EU Proposes Shield for 175 Industries in Carbon MarketEwa Krukowska
The European Union’s regulator proposed expanding the list of industries in its emissions market that should be protected from relocating to regions without greenhouse-gas curbs.
The reviewed measure, which would cover a total of 175 industries from 2015 to 2019, includes sectors such as production of dietetic food. The European Commission also added manufacturers of non-electric domestic appliances to the list of industries particularly exposed to global competition and liable to move production abroad. The proposal would replace the existing regulation that protects 164 industries from so-called carbon leakage through 2014.
“Installations operating in these sectors and sub-sectors will receive a higher share of greenhouse-gas emission allowances free of charge in 2015 to 2019 than other sectors,” the commission said in a statement on its website.
The measure was sent to the bloc’s 28 member states yesterday and is scheduled to be first discussed by experts from national governments in the EU Climate Change Committee on May 7. After a vote in the committee, planned before the EU summer break that begins in August, the proposal will be sent for a three-month scrutiny to ministers and the European Parliament. The commission wants it to become binding before the end of this year, according to the statement yesterday.
The draft extends the provisions against carbon leakage for industries including manufacturers of steel, lime, cement and refined petroleum products. Producers of aluminum, precious metals, zinc and tin were also kept on the planned list, which according to EU legislation needs to be reviewed every five years. The list currently in force was approved in 2009.
The commission used data from 2009-2011 and assumed a carbon price of 30 euros a metric ton to assess the risks for the industries, according to the proposal. EU emission permits for December delivery rose 0.6 percent to 5.27 euros at the ICE Futures Europe exchange in London yesterday.

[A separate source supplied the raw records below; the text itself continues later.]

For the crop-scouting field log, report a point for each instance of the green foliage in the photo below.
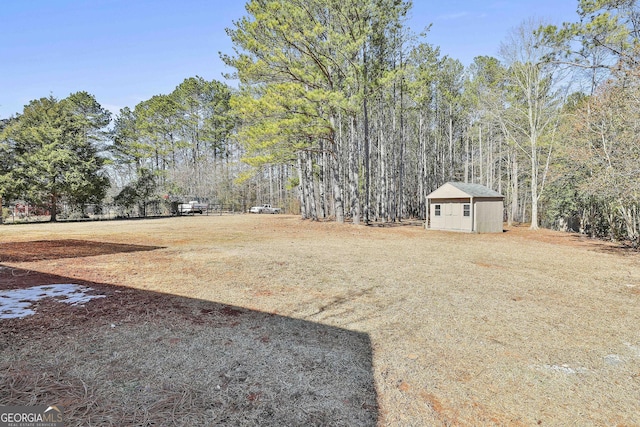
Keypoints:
(53, 147)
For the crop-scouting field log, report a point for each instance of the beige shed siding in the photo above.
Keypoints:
(451, 215)
(488, 215)
(485, 208)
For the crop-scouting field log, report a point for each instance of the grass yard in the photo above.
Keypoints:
(272, 321)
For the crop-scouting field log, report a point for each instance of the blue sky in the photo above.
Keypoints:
(126, 51)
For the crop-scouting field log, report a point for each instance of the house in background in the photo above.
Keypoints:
(471, 208)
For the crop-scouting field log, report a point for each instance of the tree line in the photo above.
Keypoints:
(343, 112)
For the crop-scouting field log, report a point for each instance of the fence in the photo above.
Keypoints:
(21, 212)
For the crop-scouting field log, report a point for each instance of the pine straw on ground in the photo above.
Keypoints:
(269, 320)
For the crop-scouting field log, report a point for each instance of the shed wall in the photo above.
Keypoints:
(451, 215)
(488, 216)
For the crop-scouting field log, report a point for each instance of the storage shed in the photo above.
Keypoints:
(471, 208)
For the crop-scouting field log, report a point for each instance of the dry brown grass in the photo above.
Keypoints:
(520, 328)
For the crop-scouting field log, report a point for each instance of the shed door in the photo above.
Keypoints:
(452, 216)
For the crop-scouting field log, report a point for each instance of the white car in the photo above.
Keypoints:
(264, 209)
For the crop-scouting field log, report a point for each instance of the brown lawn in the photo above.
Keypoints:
(270, 320)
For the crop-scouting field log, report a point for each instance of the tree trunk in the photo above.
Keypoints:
(54, 208)
(337, 180)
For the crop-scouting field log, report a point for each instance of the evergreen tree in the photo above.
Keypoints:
(53, 145)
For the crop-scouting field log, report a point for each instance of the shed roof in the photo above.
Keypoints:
(463, 190)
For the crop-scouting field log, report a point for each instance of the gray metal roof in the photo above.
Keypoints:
(475, 190)
(471, 190)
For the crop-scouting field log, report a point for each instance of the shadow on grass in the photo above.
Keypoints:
(40, 250)
(143, 358)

The EU said its assumptions are justified as the price of carbon is expected to be “more strongly driven by mid- and long-term emission reductions” in the future. Earlier this year, the commission proposed to introduce automatic supply curbs in the carbon market and floated a plan to step up greenhouse-gas cuts to 40 percent in 2030. The current target is to reduce discharges by 20 percent in 2020 compared with 1990 levels.
Europe’s emissions trading system imposes pollution limits on about 12,000 installations owned by manufacturers and utilities and is the region’s key tool to reduce greenhouse gases, which scientists blame for global warming. In the current trading phase that started last year, the system is moving toward selling a greater share of emission permits at auctions.